The original instrument was developed with caregivers of patients diagnosed with various kinds of cancer in different settings. Therefore, the items consist of relevant aspects from their point of view (Weitzner et al., 1997). Since there was no pre-test of the German version, the relevance and the comprehensiveness of the items were only assessed by the project team (n = 6). Further reasons for a revision of the items are that a significant amount of time has passed since the conception of the original instrument and that healthcare systems in the country of origin and Germany are different. After this appraisal, it is quite likely that small refinements should be made for better understanding. These refinements could result in even better values for model fit, higher path coefficients, less missing values, and a more adequate assessment of cancer caregiver’s HRQoL.

We were able to report on the most relevant aspects of the COSMIN checklist (Mokkink, Terwee, Knol, et al., 2010; Mokkink, Terwee, Patrick, et al., 2010a, 2010b), although other methods like total omega instead of alpha would be more informative for reliability assessment. We were able to assess some important psychometric properties of a disease-specific HRQoL measurement, namely, the CQOLC, in cancer caregivers in a German context.

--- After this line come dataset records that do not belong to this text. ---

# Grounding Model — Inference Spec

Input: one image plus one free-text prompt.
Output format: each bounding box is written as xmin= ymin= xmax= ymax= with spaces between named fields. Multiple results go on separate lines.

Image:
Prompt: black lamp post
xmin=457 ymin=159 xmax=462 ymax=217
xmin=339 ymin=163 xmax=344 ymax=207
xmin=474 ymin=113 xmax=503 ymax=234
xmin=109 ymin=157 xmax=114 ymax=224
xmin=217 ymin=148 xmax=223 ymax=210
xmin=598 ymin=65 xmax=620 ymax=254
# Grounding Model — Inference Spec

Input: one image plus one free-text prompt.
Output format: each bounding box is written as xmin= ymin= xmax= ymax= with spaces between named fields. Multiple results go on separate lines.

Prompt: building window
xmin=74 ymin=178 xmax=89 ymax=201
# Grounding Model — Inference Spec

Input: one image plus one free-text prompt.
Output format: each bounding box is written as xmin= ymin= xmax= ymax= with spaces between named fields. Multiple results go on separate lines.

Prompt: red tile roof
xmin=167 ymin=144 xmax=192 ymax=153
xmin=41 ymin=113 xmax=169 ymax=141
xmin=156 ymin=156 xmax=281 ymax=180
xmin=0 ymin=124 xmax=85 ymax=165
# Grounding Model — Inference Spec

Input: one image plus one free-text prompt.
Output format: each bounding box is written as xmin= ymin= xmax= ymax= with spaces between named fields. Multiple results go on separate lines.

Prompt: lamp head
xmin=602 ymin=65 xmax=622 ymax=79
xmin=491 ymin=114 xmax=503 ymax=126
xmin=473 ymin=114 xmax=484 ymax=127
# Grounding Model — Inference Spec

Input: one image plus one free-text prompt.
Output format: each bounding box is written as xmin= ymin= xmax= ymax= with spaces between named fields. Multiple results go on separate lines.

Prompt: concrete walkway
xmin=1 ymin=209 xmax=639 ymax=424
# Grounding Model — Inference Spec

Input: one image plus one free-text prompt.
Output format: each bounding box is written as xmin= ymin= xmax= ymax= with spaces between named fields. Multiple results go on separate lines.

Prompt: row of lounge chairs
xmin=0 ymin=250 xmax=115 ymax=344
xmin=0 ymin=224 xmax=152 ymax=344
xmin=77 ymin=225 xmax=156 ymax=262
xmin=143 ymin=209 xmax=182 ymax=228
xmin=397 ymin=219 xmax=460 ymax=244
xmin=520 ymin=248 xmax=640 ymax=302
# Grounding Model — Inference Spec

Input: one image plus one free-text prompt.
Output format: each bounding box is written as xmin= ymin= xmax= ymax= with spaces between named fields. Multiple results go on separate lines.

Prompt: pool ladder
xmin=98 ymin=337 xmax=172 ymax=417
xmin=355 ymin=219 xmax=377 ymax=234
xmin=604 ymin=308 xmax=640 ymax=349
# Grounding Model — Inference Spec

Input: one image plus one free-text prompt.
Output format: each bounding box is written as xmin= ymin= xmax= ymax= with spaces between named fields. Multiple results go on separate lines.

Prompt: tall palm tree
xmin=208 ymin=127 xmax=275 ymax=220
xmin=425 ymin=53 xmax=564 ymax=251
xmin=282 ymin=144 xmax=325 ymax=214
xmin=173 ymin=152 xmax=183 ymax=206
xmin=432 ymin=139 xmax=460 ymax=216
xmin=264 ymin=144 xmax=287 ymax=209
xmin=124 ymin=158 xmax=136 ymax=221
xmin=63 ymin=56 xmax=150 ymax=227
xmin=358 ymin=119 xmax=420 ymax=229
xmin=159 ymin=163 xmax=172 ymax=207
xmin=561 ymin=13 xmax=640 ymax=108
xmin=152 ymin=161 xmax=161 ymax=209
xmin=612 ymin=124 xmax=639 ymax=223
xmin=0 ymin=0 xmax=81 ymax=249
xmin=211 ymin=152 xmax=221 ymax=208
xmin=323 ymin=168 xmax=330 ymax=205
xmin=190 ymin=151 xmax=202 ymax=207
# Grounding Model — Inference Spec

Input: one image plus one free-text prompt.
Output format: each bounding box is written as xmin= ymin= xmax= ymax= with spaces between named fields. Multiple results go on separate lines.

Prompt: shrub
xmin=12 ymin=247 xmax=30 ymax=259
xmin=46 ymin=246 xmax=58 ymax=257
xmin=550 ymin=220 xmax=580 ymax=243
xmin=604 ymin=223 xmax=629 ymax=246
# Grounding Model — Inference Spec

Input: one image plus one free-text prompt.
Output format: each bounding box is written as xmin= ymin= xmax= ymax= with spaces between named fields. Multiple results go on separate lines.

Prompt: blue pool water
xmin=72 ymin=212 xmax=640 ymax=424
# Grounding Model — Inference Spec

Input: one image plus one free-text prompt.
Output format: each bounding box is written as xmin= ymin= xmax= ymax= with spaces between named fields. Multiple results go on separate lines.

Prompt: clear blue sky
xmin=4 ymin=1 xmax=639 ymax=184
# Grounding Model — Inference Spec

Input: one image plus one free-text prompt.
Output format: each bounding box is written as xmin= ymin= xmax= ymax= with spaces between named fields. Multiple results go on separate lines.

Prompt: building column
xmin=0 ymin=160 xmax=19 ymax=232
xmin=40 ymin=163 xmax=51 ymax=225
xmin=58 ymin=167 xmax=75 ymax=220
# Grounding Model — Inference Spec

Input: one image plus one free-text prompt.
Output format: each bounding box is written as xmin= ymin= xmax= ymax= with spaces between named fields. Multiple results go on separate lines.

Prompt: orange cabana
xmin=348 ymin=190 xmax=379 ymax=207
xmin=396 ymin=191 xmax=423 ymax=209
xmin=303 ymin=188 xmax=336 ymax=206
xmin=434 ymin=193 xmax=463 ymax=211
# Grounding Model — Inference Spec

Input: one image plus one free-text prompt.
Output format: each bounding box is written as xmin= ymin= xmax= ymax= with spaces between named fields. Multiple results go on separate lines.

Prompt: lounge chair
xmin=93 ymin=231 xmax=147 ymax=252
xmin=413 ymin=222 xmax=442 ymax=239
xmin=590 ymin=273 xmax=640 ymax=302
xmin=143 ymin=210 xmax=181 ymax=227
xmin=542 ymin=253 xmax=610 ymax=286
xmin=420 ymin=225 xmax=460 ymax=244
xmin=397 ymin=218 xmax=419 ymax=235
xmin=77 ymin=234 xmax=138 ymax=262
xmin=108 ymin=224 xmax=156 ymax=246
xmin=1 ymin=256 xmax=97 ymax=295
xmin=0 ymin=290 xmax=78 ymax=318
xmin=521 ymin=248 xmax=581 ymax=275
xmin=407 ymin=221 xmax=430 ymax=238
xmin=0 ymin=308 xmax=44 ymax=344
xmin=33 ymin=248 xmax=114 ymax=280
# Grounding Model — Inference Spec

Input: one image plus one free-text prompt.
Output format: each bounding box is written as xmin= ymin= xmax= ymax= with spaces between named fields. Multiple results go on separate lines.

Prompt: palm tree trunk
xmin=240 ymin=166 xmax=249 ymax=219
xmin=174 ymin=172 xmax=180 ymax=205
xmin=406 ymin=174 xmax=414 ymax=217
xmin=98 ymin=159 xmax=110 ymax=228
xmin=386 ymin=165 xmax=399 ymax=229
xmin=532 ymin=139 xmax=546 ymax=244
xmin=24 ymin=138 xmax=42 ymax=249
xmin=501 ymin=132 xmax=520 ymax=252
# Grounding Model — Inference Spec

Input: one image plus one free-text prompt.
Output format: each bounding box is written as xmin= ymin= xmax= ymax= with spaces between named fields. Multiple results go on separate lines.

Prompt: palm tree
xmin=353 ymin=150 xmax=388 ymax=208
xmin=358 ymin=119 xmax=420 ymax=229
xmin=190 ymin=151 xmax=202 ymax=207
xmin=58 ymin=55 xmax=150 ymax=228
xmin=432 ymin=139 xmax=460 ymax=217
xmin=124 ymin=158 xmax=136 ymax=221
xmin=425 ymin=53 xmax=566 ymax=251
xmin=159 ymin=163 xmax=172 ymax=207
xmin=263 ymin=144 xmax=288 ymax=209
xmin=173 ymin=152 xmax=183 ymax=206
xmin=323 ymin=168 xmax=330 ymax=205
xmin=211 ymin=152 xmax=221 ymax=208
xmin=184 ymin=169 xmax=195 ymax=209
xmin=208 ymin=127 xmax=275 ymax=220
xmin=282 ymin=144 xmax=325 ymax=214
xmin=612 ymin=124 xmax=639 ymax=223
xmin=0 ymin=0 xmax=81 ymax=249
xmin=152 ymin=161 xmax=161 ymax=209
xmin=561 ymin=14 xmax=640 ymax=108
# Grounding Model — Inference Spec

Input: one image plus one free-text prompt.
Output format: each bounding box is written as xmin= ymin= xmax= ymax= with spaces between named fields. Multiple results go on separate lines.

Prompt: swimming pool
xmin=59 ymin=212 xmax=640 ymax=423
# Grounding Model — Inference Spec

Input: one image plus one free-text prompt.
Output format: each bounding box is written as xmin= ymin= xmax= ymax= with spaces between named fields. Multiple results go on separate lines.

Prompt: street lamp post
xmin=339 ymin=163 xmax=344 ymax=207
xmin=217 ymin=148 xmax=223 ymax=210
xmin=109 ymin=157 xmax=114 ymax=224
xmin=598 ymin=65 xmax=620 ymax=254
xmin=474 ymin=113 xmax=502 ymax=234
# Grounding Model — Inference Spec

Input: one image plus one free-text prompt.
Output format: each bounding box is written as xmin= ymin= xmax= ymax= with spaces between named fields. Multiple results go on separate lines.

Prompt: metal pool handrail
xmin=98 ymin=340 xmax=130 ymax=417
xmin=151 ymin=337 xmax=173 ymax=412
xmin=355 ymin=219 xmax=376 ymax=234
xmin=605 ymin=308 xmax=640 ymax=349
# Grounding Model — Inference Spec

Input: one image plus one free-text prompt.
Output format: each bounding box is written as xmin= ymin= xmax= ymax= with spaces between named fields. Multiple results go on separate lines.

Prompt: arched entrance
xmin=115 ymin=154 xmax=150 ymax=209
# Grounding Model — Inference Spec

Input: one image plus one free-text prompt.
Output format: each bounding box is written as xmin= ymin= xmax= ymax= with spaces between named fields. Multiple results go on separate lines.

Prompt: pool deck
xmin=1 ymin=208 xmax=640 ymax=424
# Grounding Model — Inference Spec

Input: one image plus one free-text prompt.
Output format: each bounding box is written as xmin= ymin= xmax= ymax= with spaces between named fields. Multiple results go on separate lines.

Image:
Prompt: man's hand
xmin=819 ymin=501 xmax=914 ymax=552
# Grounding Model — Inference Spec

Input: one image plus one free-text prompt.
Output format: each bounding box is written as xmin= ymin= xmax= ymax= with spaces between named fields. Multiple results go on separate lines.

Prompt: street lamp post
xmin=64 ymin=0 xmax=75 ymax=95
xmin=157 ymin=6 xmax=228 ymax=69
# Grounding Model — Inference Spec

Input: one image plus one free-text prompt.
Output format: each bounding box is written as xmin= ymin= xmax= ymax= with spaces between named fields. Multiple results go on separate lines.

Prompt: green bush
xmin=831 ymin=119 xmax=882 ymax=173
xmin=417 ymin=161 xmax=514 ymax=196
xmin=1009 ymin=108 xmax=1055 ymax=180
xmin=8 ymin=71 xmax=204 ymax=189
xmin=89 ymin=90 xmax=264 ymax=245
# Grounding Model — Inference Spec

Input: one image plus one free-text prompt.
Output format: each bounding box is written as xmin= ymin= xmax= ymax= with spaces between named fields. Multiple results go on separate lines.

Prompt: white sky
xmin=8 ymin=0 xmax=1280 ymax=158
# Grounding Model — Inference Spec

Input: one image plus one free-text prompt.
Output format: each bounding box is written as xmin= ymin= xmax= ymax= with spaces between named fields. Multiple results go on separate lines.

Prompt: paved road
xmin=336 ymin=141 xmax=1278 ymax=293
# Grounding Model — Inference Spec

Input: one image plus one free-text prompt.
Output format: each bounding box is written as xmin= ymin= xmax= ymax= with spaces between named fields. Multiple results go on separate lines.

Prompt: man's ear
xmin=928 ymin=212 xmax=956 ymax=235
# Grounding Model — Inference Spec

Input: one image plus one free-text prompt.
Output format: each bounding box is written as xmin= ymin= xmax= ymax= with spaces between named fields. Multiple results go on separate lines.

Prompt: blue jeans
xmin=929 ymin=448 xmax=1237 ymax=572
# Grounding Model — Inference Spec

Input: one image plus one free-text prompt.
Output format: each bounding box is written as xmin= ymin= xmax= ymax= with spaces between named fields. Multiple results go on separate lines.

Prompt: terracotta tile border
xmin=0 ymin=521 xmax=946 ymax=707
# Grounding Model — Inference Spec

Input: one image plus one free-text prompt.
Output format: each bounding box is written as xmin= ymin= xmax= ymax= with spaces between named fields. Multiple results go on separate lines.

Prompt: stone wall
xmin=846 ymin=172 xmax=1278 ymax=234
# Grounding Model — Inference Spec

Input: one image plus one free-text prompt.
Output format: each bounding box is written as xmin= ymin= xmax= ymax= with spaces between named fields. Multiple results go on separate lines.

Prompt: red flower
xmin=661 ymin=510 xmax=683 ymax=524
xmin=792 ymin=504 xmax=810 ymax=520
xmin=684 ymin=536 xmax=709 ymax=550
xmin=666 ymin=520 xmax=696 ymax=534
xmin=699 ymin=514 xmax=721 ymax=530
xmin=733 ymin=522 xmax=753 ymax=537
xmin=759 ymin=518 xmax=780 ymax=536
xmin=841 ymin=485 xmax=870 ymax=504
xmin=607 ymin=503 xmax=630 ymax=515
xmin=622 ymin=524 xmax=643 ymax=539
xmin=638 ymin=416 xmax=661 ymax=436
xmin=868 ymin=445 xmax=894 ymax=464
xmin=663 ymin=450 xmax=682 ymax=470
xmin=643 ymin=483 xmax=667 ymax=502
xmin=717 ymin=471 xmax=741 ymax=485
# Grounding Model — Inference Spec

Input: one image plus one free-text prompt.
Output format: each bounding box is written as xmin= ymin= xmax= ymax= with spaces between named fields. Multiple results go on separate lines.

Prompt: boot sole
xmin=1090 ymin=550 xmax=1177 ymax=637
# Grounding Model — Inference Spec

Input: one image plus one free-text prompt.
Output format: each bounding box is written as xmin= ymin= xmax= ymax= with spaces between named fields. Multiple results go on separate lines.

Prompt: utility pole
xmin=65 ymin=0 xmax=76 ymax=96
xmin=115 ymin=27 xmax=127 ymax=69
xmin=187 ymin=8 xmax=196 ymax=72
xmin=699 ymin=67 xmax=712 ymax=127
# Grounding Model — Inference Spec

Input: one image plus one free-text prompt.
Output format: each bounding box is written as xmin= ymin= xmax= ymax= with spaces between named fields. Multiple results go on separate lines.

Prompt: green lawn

Another strength was the access to cancer patients’ caregivers, and that not only family members but also other significant persons of cancer patients are involved in this sample. These other closely involved persons may become even more relevant in future patient care if family structures change.

Conclusions

Based on this validation study with the German translation of the CQOLC, construct validity in the confirmatory factor analysis and internal consistency could not be confirmed. Neither, we could confirm the hypotheses for responsiveness and known groups validity. These results are probably caused by the inequality of the translation and the missing assessment of content validity by caregivers. We recommend to revise the German version of the CQOLC with cancer caregivers and to perform further analyses in the future.

As there are interdependent relationships between the HRQOL detriments and supportive needs between cancer patients and their caregivers, there is a need for a sound disease-specific measurement instrument of caregivers’ HRQoL highlighted in the context of this validation study.